Anyhow, many areas look extremely beautiful. The mysterious Old Forest, the eerie Barrow-lands, the obscure depths of Moria, the country surrounding the river Anduin are finely recreated into the game. Middle-Earth can have the yellow colors of the autumn or the pallor of a strange moon, while trembling stars shine upon the Fellowship Of The Ring. In the depths of Moria, you can actually see the dreadful heights and the endless abysses of the caves, and all is illuminated by the watery light of the rare ray of lights coming from the outside. Environmental objects like trees, rocks, ruins are well realized, and show some really polished textures for the system. Even the few interiors, like The Prancing Pony in Bree and Baggins' End, show an attention to details that fans of "The Lord Of The Ring" will love.
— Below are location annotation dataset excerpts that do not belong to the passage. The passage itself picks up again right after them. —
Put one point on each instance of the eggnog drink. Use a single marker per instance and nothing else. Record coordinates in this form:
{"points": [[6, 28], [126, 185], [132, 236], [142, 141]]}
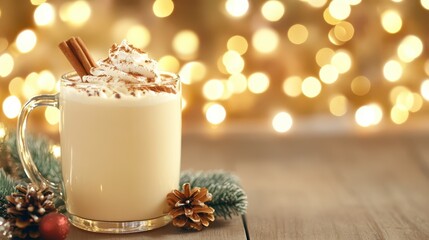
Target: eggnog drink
{"points": [[120, 138]]}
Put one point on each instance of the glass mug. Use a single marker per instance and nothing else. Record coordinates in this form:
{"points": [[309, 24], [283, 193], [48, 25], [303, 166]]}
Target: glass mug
{"points": [[120, 155]]}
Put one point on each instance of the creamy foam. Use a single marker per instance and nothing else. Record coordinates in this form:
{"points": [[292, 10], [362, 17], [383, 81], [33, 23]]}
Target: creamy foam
{"points": [[127, 71]]}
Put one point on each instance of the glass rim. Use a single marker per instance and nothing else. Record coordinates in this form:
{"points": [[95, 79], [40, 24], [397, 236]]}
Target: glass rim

On the other hand, character design is very poor. Frodo looks just ugly, Aragorn has the same expressiveness of Steven Seagal, Gandalf is your classic old-mage-with-long-beard; non playable characters like Legolas, Gimli, and even the funny Sam look more believable. Even the number of animations for the playable characters is very limited: Aragorn, Frodo, and Gandalf just have a few basic moves repeated throughout the game. And strangely, the in-game characters look completely different from those in the CG movies: why?
Enemies come in a limited variety, but they look good. Orcs, forest trolls, and fierce cave trolls are all built with thousands of polygons and animated with great care. On the other hand, creatures like wolves and giant spiders look stolen from some classic below-the-average RPG and then thrown into the game to fill the places where it was not possible to put orcs. But with all those great looking orcs and trolls, who cares about a few mangy dogs?
The framerate remains constant throughout the game, even when a dozen of characters is fighting on the screen. Anyhow, pop-up issues are frequent in the game, and draw distance is short. Clipping issues abound in the first part of the game, but they become very rare in the final levels.
The soundtrack composed for the game offers a solid background to the adventures of Frodo, Aragorn, Gandalf ant the Fellowship of the Ring. The themes are not exactly memorable - leaving aside the main theme, I can't remember any of them - but it's evident they were composed with the good and sole purpose of enriching the game; and from this point of view, they are a complete success. Each location has its own particular theme, and the music changes dynamically according to the on-screen action.
Sound effects are extremely good, and the developers used them in a creative way. Certain areas show some fine example of brilliant sound design, with an interesting tissue of background sounds that can really set the mood of the moment. An example of this can be found at the beginning of the game, in the section where Frodo must explore the Old Forest; Surreal made good use of their graphics engine to render the breathing, menacing forest described in the book, but the sinister sound effects seem even more able to recreate the sense of anguish conveyed by the book.
Voice acting is only in the average, but it's worthy of notice that while Jackson's movies completely ignored all the songs written in the book (and that Tolkien considered extremely important), the game features a couple of them. You will hear Tom Bombadil singing his song, and you will hear Frodo singing a part of one of Bilbo's songs at the Prancing Pony in Bree.
"The Fellowship Of The Ring" is a short game. Players used to action titles should need about 6 hours to complete it. Fans of the "Lord Of The Rings" books might want to revisit the most beautiful locations in the game, but overall, the game is a very straightforward action title that, once completed, offers no other reasons to be played again.